12. As regards the judgments of the Hon'ble Supreme Court in the

two cases cited by the learned counsel for the petitioners are

concerned, it cannot be said that as a matter of law, it has been

laid down that the bail be granted in all the cases where the

death has taken place in less than seven years of the marriage.

On the contrary, it has been specifically observed by the Court

that while considering the grant of the anticipatory bail, the Court

must look at the accusations and the specific role attributed to

such persons.
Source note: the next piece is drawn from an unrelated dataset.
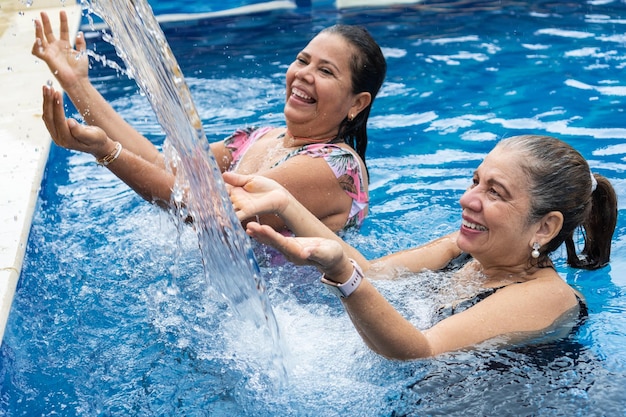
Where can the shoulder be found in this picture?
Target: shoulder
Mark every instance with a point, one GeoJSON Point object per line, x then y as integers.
{"type": "Point", "coordinates": [542, 300]}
The role attributed to such persons will be seen

only on the basis of the statements recorded under Section 161

of the Code of Criminal Procedure, 1973 and not only on the basis

of the FIR. In the instant case, after the perusal of the statements

of the mother of the deceased, the FIR and the other connected

documents, I am of the prima facie view that there is a specific

role attributed to the petitioners which needs to be investigated

by the Courts. Moreover, the Hon'ble Supreme Court, in

Samunder Singh -vs- State of Rajasthan, AIR 1987 SC 737,

has deprecated the practice of grant of bail in cases of dowry

deaths.

13. For the reasons mentioned hereinabove, I am of the considered

view that these are not the fit cases where the grant of exercise

of discretion of anticipatory bail ought to be extended to the

petitioners. Accordingly, all the three petitions are dismissed.